[PATCH] D13294: LEA code size optimization pass (Part 1): Remove redundant address recalculations

Fri Nov 6 17:22:41 PST 2015

qcolombet added a subscriber: qcolombet.
qcolombet added a comment.

Hi Andrey,

Thanks for working on this.

What is the compile time impact of that pass?

Right now, the scope of the pass is pretty narrow. For instance, it is basic block scope only whereas it should be MachineFunction scope.
Anyhow, I am fine with it if we have a plan to improve it, therefore the question:
What is the long term plan for this pass?
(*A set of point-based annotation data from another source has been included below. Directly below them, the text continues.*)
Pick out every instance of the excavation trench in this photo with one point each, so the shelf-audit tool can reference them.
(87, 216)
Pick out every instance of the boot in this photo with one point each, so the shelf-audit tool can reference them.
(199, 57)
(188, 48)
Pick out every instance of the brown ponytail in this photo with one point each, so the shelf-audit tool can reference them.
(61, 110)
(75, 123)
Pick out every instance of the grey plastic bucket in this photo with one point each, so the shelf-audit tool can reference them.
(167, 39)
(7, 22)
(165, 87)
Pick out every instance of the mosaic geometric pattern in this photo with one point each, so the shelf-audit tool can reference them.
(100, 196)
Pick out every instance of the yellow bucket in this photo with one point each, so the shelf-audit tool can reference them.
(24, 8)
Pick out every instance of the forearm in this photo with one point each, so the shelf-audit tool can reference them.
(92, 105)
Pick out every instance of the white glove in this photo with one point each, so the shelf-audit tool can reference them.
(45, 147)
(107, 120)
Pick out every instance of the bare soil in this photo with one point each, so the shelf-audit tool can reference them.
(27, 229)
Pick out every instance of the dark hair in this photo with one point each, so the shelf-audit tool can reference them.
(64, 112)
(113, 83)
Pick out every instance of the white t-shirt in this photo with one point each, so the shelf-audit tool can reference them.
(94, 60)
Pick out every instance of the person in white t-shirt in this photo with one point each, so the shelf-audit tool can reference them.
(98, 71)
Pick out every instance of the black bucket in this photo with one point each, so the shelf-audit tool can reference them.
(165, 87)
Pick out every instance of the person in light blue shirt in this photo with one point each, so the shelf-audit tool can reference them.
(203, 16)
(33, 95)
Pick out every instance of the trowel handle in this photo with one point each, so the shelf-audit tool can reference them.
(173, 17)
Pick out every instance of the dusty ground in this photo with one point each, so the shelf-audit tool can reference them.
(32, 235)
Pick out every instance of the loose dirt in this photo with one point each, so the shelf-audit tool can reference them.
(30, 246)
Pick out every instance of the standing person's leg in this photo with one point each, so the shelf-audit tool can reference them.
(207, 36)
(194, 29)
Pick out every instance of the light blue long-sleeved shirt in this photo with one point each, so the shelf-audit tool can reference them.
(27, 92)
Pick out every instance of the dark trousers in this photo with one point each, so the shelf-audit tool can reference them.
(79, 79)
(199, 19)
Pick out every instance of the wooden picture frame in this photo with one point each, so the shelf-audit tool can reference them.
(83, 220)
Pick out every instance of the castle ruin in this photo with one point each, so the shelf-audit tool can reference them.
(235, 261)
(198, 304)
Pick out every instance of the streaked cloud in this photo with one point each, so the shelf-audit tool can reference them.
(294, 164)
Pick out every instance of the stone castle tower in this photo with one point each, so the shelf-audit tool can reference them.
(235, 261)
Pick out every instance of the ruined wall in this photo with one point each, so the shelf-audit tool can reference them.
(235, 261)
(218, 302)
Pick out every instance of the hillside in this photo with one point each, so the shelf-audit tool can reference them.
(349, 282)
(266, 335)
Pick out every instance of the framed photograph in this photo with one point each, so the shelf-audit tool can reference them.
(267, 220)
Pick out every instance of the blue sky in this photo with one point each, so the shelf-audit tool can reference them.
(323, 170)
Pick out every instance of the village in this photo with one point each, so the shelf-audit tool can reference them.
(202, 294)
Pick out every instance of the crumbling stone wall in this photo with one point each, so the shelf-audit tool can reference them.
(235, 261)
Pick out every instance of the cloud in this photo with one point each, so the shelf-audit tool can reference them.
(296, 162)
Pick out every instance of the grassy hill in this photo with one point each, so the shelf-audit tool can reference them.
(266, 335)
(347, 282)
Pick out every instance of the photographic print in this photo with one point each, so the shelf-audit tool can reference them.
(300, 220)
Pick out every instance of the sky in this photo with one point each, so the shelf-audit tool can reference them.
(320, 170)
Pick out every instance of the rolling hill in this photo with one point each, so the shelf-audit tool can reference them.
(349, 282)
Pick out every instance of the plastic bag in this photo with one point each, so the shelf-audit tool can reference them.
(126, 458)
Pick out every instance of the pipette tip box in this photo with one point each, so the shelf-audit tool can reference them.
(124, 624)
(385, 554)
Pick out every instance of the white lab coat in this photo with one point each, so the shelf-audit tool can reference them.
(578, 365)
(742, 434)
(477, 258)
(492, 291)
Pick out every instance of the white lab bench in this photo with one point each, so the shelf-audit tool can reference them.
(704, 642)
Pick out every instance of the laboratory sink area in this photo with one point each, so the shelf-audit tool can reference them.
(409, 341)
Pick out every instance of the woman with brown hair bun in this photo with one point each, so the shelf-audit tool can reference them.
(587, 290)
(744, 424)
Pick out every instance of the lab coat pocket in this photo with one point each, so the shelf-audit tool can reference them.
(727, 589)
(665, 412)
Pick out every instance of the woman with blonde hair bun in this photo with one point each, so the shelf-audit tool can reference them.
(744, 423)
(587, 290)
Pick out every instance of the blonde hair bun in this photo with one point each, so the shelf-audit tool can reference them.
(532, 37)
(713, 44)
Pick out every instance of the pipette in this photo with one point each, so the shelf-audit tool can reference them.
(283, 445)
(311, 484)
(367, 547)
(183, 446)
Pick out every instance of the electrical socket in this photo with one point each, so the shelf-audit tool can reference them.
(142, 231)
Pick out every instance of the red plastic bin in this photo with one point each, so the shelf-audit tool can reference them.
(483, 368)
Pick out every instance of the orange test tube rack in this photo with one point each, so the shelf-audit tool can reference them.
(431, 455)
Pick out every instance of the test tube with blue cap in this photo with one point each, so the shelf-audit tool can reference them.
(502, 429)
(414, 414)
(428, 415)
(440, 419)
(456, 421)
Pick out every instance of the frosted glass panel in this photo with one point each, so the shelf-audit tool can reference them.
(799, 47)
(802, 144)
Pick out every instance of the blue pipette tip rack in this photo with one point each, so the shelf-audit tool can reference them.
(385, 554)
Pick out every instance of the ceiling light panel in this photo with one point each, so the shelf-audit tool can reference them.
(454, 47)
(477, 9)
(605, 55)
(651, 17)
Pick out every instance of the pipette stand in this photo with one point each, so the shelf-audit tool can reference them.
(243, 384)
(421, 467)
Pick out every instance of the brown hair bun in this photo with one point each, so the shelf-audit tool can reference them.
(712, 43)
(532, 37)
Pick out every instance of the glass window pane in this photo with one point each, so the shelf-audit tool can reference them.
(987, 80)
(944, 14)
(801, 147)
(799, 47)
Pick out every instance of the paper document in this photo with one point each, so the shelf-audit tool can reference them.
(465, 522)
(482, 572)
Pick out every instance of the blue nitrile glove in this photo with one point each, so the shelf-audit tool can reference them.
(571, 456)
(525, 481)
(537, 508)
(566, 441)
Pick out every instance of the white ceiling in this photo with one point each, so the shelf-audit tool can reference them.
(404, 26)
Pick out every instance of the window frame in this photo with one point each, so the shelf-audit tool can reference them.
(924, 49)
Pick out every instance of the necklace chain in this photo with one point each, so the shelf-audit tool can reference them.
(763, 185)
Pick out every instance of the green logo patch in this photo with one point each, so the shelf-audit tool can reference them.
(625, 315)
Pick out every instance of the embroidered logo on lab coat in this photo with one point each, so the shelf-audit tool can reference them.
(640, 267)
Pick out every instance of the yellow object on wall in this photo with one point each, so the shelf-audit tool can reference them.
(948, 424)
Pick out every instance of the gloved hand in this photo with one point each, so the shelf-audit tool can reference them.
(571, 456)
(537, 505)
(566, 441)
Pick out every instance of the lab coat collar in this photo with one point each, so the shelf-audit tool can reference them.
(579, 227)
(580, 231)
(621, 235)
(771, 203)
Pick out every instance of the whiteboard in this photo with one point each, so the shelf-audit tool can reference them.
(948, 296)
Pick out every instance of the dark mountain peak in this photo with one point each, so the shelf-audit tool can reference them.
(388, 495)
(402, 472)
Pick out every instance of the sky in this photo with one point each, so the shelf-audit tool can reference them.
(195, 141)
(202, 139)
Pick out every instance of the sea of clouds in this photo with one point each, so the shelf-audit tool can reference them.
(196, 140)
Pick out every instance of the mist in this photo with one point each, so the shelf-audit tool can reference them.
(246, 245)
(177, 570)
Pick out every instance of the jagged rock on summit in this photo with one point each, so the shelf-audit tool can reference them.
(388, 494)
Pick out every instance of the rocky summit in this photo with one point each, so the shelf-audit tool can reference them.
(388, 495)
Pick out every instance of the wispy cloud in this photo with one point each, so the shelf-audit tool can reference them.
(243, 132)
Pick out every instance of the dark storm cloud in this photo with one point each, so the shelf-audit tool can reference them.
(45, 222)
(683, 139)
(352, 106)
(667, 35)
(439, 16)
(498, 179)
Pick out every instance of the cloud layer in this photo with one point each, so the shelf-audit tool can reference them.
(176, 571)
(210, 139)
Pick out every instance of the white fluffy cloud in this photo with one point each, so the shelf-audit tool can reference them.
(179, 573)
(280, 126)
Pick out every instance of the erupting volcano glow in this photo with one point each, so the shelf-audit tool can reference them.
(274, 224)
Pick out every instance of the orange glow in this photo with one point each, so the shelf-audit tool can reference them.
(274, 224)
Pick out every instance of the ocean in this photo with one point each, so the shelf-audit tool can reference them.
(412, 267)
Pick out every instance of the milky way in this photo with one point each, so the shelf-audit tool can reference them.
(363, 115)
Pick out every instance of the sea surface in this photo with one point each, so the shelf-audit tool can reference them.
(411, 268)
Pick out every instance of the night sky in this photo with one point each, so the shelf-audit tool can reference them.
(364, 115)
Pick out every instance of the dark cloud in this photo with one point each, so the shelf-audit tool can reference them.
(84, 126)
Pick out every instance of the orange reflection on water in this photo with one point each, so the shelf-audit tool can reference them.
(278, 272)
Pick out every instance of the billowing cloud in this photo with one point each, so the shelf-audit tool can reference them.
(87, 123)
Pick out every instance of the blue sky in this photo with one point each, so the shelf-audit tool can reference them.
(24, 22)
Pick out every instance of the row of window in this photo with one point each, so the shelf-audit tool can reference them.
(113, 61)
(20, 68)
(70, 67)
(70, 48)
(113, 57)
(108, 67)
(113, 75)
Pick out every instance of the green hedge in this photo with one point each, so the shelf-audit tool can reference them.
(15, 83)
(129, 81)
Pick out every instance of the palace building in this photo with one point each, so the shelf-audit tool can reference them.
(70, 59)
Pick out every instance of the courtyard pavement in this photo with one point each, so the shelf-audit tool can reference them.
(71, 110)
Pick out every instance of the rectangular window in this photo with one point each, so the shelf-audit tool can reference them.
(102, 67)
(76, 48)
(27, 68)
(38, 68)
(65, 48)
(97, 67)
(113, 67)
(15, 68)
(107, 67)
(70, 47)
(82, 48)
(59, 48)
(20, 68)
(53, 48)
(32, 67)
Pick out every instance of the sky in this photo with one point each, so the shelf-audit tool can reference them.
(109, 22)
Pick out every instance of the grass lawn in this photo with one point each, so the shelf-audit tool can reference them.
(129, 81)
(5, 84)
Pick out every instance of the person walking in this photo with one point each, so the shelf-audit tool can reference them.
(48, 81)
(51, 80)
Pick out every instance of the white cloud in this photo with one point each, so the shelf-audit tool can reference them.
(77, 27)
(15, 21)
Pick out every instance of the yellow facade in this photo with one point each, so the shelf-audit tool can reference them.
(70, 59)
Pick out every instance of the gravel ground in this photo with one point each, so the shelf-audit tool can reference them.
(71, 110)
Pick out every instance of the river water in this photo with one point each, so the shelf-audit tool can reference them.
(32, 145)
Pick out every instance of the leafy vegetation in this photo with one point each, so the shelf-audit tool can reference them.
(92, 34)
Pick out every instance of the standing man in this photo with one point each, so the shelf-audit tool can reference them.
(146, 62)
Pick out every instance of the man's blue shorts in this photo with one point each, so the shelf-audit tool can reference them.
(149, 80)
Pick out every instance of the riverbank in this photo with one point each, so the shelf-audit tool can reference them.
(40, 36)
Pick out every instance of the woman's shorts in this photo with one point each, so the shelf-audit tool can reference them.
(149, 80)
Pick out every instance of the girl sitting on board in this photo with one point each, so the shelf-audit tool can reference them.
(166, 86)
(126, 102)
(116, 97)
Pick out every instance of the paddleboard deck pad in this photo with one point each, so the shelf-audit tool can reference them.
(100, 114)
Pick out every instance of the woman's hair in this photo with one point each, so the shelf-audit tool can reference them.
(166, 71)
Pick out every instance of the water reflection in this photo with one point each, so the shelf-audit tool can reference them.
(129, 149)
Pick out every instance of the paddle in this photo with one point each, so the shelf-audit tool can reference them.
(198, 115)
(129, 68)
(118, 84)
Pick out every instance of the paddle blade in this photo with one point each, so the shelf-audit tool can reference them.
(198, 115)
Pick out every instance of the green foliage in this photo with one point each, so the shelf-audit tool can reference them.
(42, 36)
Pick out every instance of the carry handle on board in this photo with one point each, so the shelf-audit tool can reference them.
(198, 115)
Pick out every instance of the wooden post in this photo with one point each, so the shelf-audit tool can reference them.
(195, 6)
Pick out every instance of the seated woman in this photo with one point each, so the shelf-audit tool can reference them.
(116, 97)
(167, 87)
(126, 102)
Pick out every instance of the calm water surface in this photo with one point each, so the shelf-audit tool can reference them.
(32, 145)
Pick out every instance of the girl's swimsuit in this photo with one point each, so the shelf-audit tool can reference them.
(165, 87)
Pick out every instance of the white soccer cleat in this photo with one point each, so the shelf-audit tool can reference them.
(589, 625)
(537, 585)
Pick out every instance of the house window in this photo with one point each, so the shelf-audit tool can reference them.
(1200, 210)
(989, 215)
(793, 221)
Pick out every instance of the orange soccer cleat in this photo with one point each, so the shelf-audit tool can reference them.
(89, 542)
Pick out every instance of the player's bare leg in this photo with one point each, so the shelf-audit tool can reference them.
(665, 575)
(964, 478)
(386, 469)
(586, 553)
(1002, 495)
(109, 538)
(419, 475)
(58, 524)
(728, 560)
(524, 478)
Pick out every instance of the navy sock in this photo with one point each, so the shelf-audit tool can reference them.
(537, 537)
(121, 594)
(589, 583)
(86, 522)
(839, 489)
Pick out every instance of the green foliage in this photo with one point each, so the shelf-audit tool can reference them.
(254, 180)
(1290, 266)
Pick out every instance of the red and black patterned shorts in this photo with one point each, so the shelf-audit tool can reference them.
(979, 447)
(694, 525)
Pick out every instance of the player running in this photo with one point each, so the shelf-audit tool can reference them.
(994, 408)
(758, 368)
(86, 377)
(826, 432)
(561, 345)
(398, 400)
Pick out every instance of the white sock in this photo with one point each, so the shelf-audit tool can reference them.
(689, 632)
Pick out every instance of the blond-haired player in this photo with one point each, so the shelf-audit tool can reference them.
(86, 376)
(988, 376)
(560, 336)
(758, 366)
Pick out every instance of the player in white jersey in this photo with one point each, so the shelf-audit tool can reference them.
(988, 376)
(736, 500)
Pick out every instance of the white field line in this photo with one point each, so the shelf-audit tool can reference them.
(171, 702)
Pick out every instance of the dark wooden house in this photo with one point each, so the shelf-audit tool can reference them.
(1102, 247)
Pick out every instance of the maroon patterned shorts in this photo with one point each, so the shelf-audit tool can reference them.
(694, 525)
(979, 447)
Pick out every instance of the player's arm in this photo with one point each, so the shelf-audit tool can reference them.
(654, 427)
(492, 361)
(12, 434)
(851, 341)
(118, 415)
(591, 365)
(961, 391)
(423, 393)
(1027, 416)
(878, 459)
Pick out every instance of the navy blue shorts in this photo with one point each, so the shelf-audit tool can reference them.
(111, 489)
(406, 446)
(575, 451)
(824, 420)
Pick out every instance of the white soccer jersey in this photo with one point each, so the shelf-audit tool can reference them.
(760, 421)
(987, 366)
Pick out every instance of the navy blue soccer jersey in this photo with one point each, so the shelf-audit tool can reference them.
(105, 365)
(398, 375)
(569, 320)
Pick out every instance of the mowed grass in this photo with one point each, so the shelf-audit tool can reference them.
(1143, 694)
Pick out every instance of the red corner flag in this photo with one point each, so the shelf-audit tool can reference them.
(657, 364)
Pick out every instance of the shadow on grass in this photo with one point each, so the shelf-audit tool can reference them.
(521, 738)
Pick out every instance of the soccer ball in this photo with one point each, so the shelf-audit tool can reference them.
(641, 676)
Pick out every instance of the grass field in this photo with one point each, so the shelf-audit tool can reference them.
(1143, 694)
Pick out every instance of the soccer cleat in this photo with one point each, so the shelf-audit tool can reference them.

Finally, the added test case seems too small to cover all the code added. I may of course be wrong, it seems we are missing some case. In particular, please make sure to cover the cases where:

- The size of the displacement exceeds 4-bytes.
- The matching LEA is after the definition.
- The size of the displacement exceeds 1-bytes for a closer candidate.
- The function doesn’t have the midsize/optsize attribute.

Cheers,
-Quentin

================
Comment at: lib/Target/X86/X86OptimizeLEAs.cpp:42
@@ +41,3 @@
+
+  const char *getPassName() const override { return "X86 LEA Optimize"; }
+
----------------
That’s a bit strange to have that private.

================
Comment at: lib/Target/X86/X86OptimizeLEAs.cpp:55
@@ +54,3 @@
+  /// Negative result means, that instructions occur in reverse order.
+  int calcInstrDist(MachineInstr *First, MachineInstr *Last);
+
----------------
Since you expect both instructions to be valid, put references.
This is also true for the rest of the class.

================
Comment at: lib/Target/X86/X86OptimizeLEAs.cpp:59
@@ +58,3 @@
+  /// calculation in MI instruction.
+  bool chooseBestLEA(SmallVector<MachineInstr *, 16> &List, MachineInstr *MI,
+                     MachineInstr *&LEA, int64_t &AddrDispShift, int &Dist);
----------------
Use SmallVectorImpl to not have to repeat the number of elements everywhere.

================
Comment at: lib/Target/X86/X86OptimizeLEAs.cpp:60
@@ +59,3 @@
+  bool chooseBestLEA(SmallVector<MachineInstr *, 16> &List, MachineInstr *MI,
+                     MachineInstr *&LEA, int64_t &AddrDispShift, int &Dist);
+
----------------
Please explain all the fields in the comment.
Also, shouldn’t List be const here?

================
Comment at: lib/Target/X86/X86OptimizeLEAs.cpp:68
@@ +67,3 @@
+  bool isSimilarMemOp(MachineInstr *MI1, unsigned N1, MachineInstr *MI2,
+                      unsigned N2, int64_t &AddrDispShift);
+
----------------
What are the unsigned argument used for?
In other words, please document how they are used.

================
Comment at: lib/Target/X86/X86OptimizeLEAs.cpp:97
@@ +96,3 @@
+// Find the best LEA instruction in the List to replace address recalculation in
+// MI. Such LEA must meet these requirements:
+// 1) Address calculated by the LEA differs only by displacement from the
----------------
use \p MI.

================
Comment at: lib/Target/X86/X86OptimizeLEAs.cpp:98
@@ +97,3 @@
+// MI. Such LEA must meet these requirements:
+// 1) Address calculated by the LEA differs only by displacement from the
+//    address used in MI.
----------------
*The* address… by *the* displacement…
I am not a native English speaker, but without the articles, I found the sentence strange.

================
Comment at: lib/Target/X86/X86OptimizeLEAs.cpp:100
@@ +99,3 @@
+//    address used in MI.
+// 2) Class of the LEA def register doesn't conflict with class of MI
+//    address base register.
----------------
The register class of the definition of the LEA… is compatible?

================
Comment at: lib/Target/X86/X86OptimizeLEAs.cpp:104
@@ +103,3 @@
+// 4) The LEA should be as close to MI as possible, and prior to it if
+//    possible.
+bool OptimizeLEAPass::chooseBestLEA(SmallVector<MachineInstr *, 16> &List,
----------------
Why?
You didn’t define “best” for the LEA instruction, so I guess it may make sense, but I don’t see why now.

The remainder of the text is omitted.